Field beacons feed this evaluator from your RUM stream; for the collection side — the PerformanceObserver wiring and payload design — see the Custom Performance Beacons & RUM reference.

CI Gating Assertion

Synthetic INP in CI complements the field gate. Capture it with the interaction feature enabled and fail the build when the lab P75 crosses the device fail line.

# .github/workflows/inp-p75-gate.yml
name: INP P75 Gate
on:
  pull_request:
    branches: [main]
jobs:
  inp-gate:
    runs-on: ubuntu-latest
    timeout-minutes: 15
    steps:
      - uses: actions/checkout@v4
      - uses: actions/setup-node@v4
        with: { node-version: "20", cache: "npm" }
      - run: npm ci && npm run build
      - name: Collect with INP enabled
        run: npx lhci collect --numberOfRuns=5
              --collect.settings.chromeFlags="--enable-features=InteractionToNextPaint"
              --url=http://localhost:8080/checkout
      - name: Assert P75 INP
        run: node ./scripts/p75-inp-budget.js --reports .lighthouseci --device high-end-mobile

Verification

After merging, confirm the gate measures what you intend:

  • The job log prints a line such as { device: 'high-end-mobile', value: 192, target: 200, status: 'PASS' } — a numeric P75 below the target, not WARN: low-sample.
  • A deliberate slow-down (add a synthetic 250 ms blocking task to a click handler on a branch) flips the status to FAIL and exits non-zero. If it does not, the interaction feature flag is missing or events are being filtered out.
  • Field P75 in your dashboard tracks within roughly 10–15% of the lab P75; a persistent larger gap means the lab fail line is set too loosely relative to the field target.
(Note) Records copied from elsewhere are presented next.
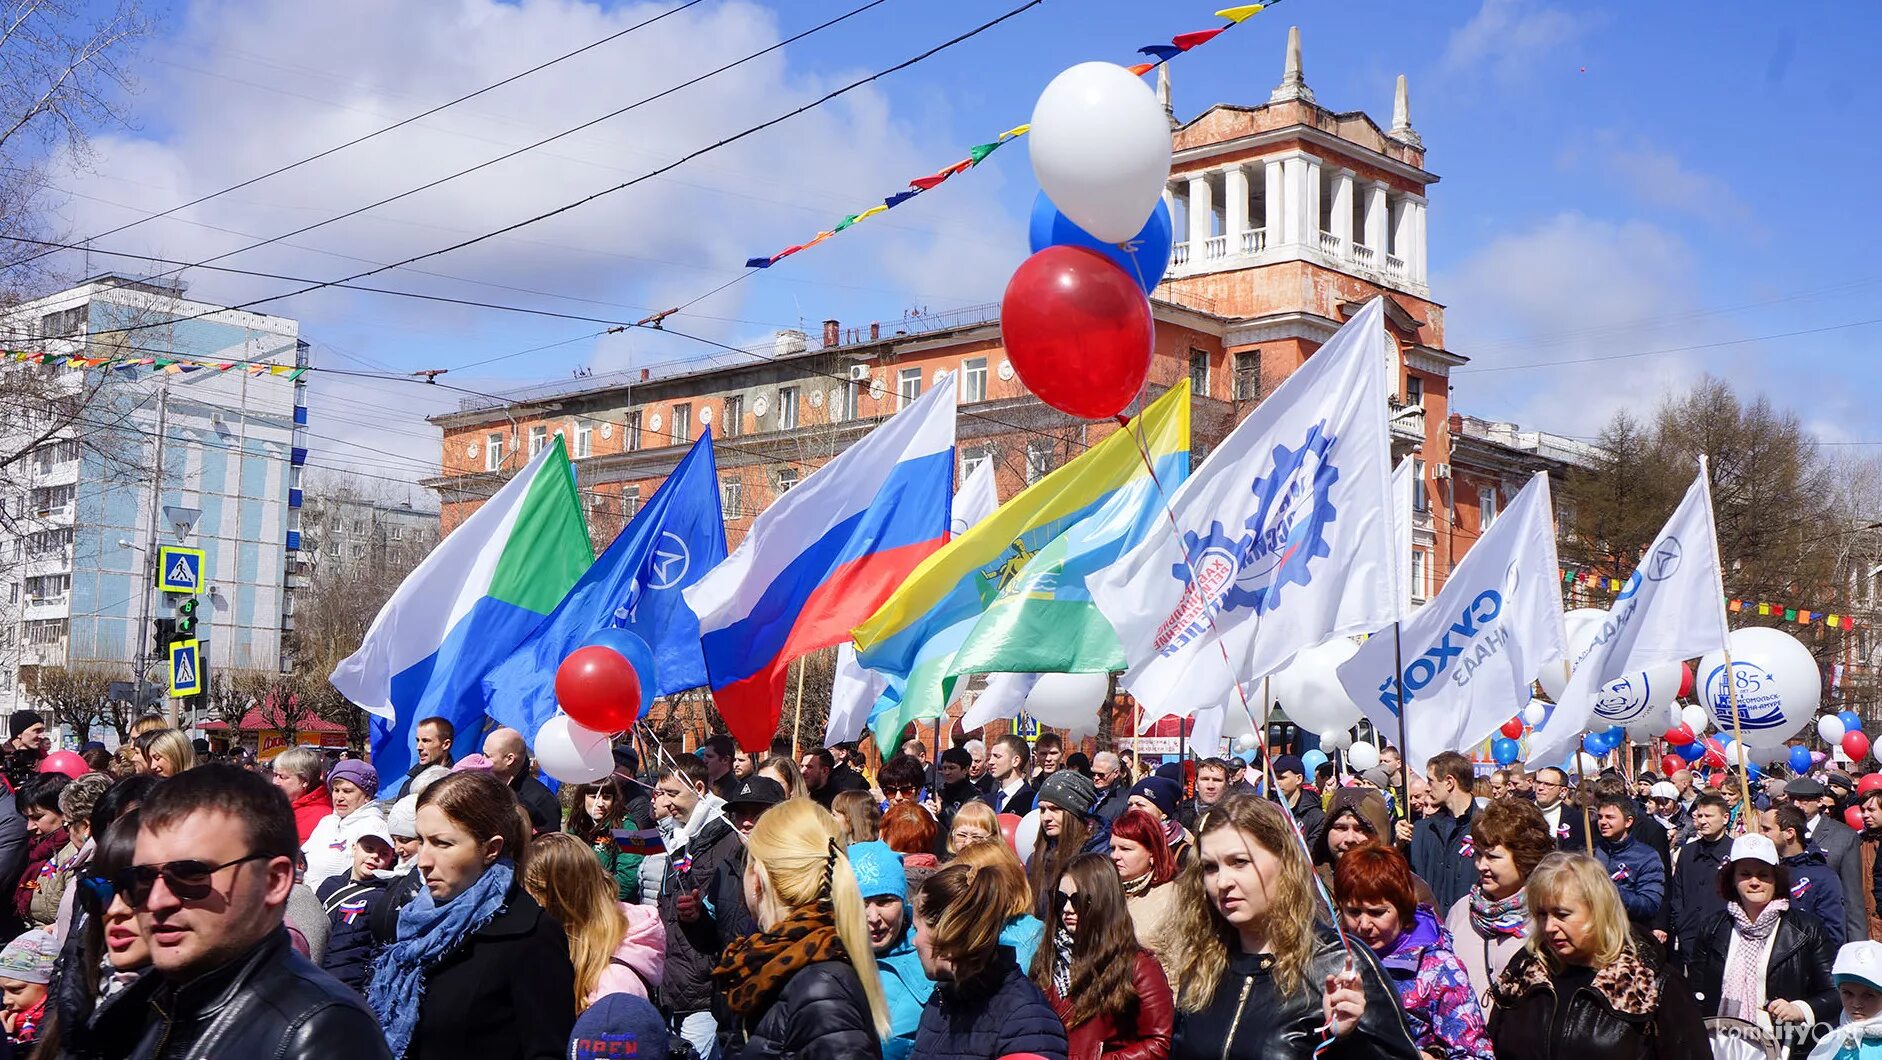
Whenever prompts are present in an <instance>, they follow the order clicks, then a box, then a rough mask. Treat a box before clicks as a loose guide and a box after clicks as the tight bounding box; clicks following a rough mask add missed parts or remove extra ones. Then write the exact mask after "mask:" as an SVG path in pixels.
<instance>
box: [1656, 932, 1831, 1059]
mask: <svg viewBox="0 0 1882 1060" xmlns="http://www.w3.org/2000/svg"><path fill="white" fill-rule="evenodd" d="M1839 926H1841V924H1839ZM1731 932H1733V919H1731V911H1730V909H1726V911H1724V913H1718V915H1715V917H1713V921H1711V923H1709V924H1705V930H1703V932H1701V934H1699V947H1698V951H1696V953H1694V955H1692V962H1690V964H1688V979H1686V981H1688V985H1690V987H1692V990H1694V994H1696V996H1698V1000H1699V1011H1701V1013H1703V1015H1715V1013H1716V1011H1718V998H1720V992H1722V988H1724V983H1726V955H1728V953H1730V951H1731ZM1835 960H1837V947H1835V943H1831V941H1829V928H1827V924H1824V923H1822V921H1818V919H1816V917H1812V915H1810V913H1801V911H1797V907H1795V906H1792V907H1790V909H1786V911H1784V913H1780V915H1778V919H1777V930H1775V932H1771V951H1769V955H1767V956H1765V1000H1767V1002H1773V1000H1778V998H1782V1000H1786V1002H1797V1004H1799V1005H1803V1007H1805V1009H1807V1017H1805V1020H1803V1026H1805V1028H1809V1026H1810V1024H1816V1022H1829V1024H1835V1022H1837V1017H1841V1015H1842V1000H1841V998H1839V996H1837V983H1835V979H1831V975H1829V968H1831V964H1833V962H1835ZM1760 1022H1763V1020H1760ZM1790 1041H1792V1049H1790V1052H1792V1056H1795V1058H1799V1060H1801V1058H1803V1056H1809V1052H1810V1045H1812V1041H1809V1039H1807V1037H1805V1036H1794V1037H1790Z"/></svg>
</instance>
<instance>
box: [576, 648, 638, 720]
mask: <svg viewBox="0 0 1882 1060" xmlns="http://www.w3.org/2000/svg"><path fill="white" fill-rule="evenodd" d="M582 646H583V648H614V650H615V651H619V653H621V657H623V659H627V665H629V667H632V668H634V676H636V678H640V715H642V717H646V715H647V708H649V706H653V648H647V642H646V640H642V638H640V634H636V633H629V631H627V629H612V627H610V629H602V631H598V633H595V634H593V636H589V638H587V640H583V642H582Z"/></svg>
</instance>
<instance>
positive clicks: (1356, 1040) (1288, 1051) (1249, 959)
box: [1171, 924, 1526, 1060]
mask: <svg viewBox="0 0 1882 1060" xmlns="http://www.w3.org/2000/svg"><path fill="white" fill-rule="evenodd" d="M1351 960H1353V966H1355V970H1357V972H1359V988H1361V992H1364V996H1366V1013H1364V1015H1363V1017H1361V1019H1359V1026H1355V1028H1353V1030H1351V1032H1348V1034H1346V1036H1344V1037H1338V1039H1334V1041H1332V1045H1329V1047H1327V1051H1325V1052H1323V1054H1321V1056H1331V1058H1351V1060H1359V1058H1366V1060H1423V1056H1419V1052H1417V1047H1415V1045H1411V1032H1410V1030H1408V1028H1406V1020H1404V1015H1402V1013H1400V1009H1398V998H1396V994H1395V992H1393V987H1391V983H1387V979H1385V972H1383V970H1381V968H1380V962H1378V958H1376V956H1372V951H1370V949H1366V947H1363V945H1355V947H1353V953H1351ZM1346 962H1348V953H1346V947H1344V945H1342V943H1340V936H1338V934H1334V932H1332V928H1329V926H1325V924H1316V949H1314V960H1312V962H1310V964H1308V972H1306V983H1304V988H1302V990H1299V992H1295V994H1289V996H1282V994H1280V992H1276V988H1274V979H1272V973H1270V966H1272V958H1270V956H1265V955H1259V953H1257V955H1248V953H1231V955H1229V968H1227V972H1223V975H1221V981H1220V983H1216V996H1214V998H1210V1002H1208V1005H1206V1007H1204V1009H1203V1011H1199V1013H1178V1017H1176V1037H1174V1041H1172V1043H1171V1058H1172V1060H1310V1058H1314V1056H1316V1047H1317V1045H1319V1043H1321V1037H1319V1026H1321V1022H1323V1013H1321V1000H1323V998H1325V990H1323V987H1325V983H1327V977H1329V975H1338V973H1340V972H1344V970H1346ZM1524 1060H1526V1058H1524Z"/></svg>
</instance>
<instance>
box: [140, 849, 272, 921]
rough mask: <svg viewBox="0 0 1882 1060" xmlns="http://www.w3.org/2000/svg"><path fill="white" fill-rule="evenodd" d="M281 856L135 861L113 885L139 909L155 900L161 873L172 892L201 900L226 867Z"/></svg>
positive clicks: (255, 855) (197, 900) (197, 899)
mask: <svg viewBox="0 0 1882 1060" xmlns="http://www.w3.org/2000/svg"><path fill="white" fill-rule="evenodd" d="M277 857H286V855H271V853H256V855H248V857H239V859H235V860H226V862H222V864H209V862H201V860H166V862H164V864H134V866H130V868H126V870H124V872H120V874H117V877H113V879H111V885H113V887H115V889H117V892H119V894H122V896H124V900H126V902H130V904H132V906H134V907H139V909H141V907H143V904H145V902H149V900H151V889H152V887H156V879H158V877H164V885H166V887H169V892H171V894H175V896H177V900H179V902H201V900H203V898H207V896H209V892H211V891H213V889H215V875H216V874H218V872H222V870H224V868H231V866H237V864H247V862H250V860H273V859H277Z"/></svg>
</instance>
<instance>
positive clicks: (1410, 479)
mask: <svg viewBox="0 0 1882 1060" xmlns="http://www.w3.org/2000/svg"><path fill="white" fill-rule="evenodd" d="M1421 486H1423V482H1419V480H1417V461H1413V459H1411V458H1410V456H1408V458H1404V459H1400V461H1398V467H1395V469H1393V555H1395V557H1396V559H1398V574H1396V578H1398V621H1404V619H1408V618H1411V501H1413V497H1415V495H1417V490H1419V488H1421Z"/></svg>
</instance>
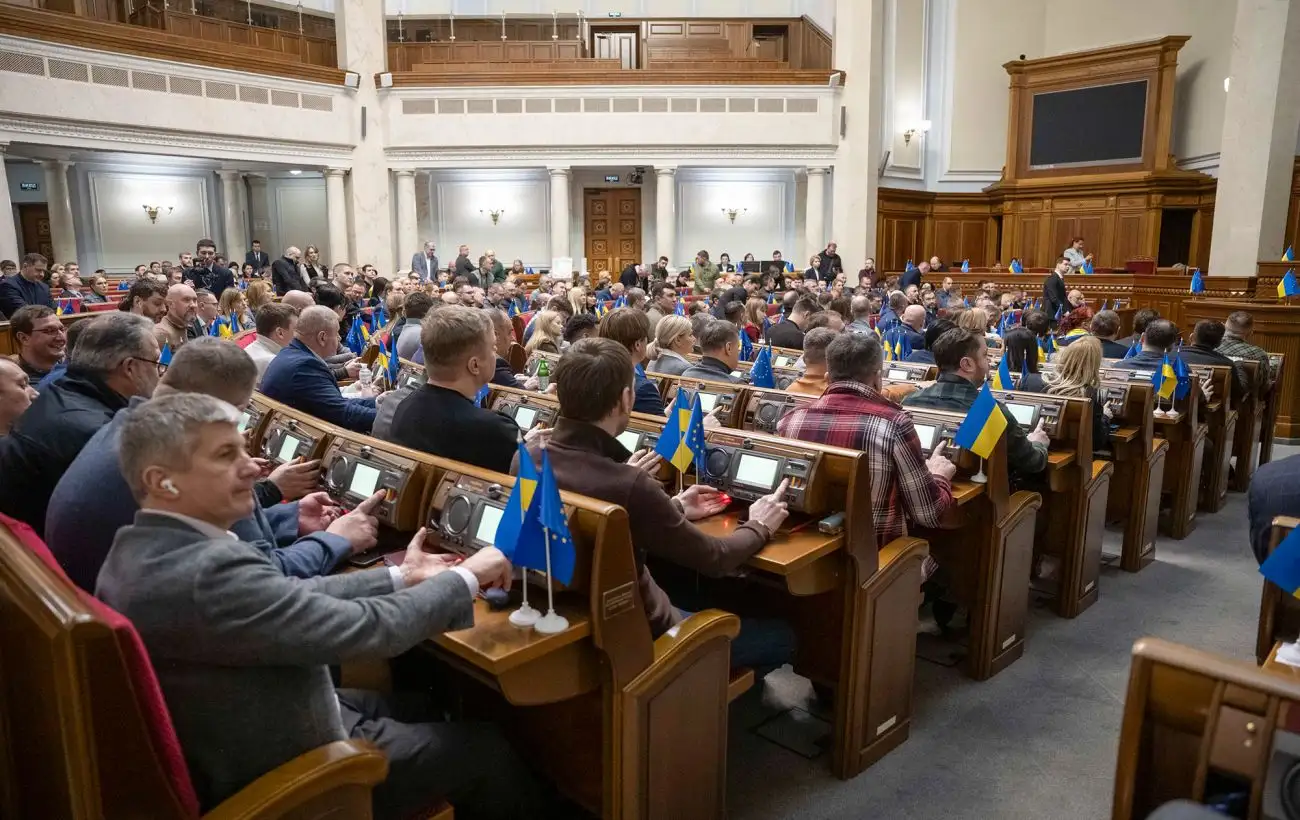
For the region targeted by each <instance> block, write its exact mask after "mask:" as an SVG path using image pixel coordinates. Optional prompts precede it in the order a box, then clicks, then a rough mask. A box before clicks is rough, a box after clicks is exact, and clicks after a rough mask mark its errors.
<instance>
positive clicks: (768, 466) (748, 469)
mask: <svg viewBox="0 0 1300 820" xmlns="http://www.w3.org/2000/svg"><path fill="white" fill-rule="evenodd" d="M779 467H780V461H777V460H776V459H766V457H763V456H755V455H753V454H748V452H742V454H741V456H740V464H737V465H736V483H742V485H746V486H750V487H758V489H761V490H771V489H772V487H775V486H776V470H777V468H779Z"/></svg>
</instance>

Frequently Asked Questions

Why does Core Web Vitals use P75 for INP and not P90 or the median?

P75 covers three-quarters of real sessions, so a passing URL means most users have a good experience, while still ignoring the worst 1–2% of outliers caused by background-tab suspension or transient stalls. The median would hide a degraded slowest quarter; P90 and above become unstable in field data and over-penalise rare events. P75 is the balance point, which is why Google scores on it.

Should the CI fail line equal the 200 ms target?

No. Set the fail line a buffer above the target — roughly 240 ms on high-end mobile — so normal measurement variance and the synthetic-to-field gap do not flap the build. The 200 ms target is the field goal you steer toward; the fail line is the hard gate that blocks merges.

What if I don't have enough field sessions for a stable P75?

Widen the aggregation window (7 days to 14) or stratify by connection type rather than gating on a thin sample. Until the session count clears the per-device floor, downgrade the assertion to a warning so an under-sampled P75 never blocks a merge.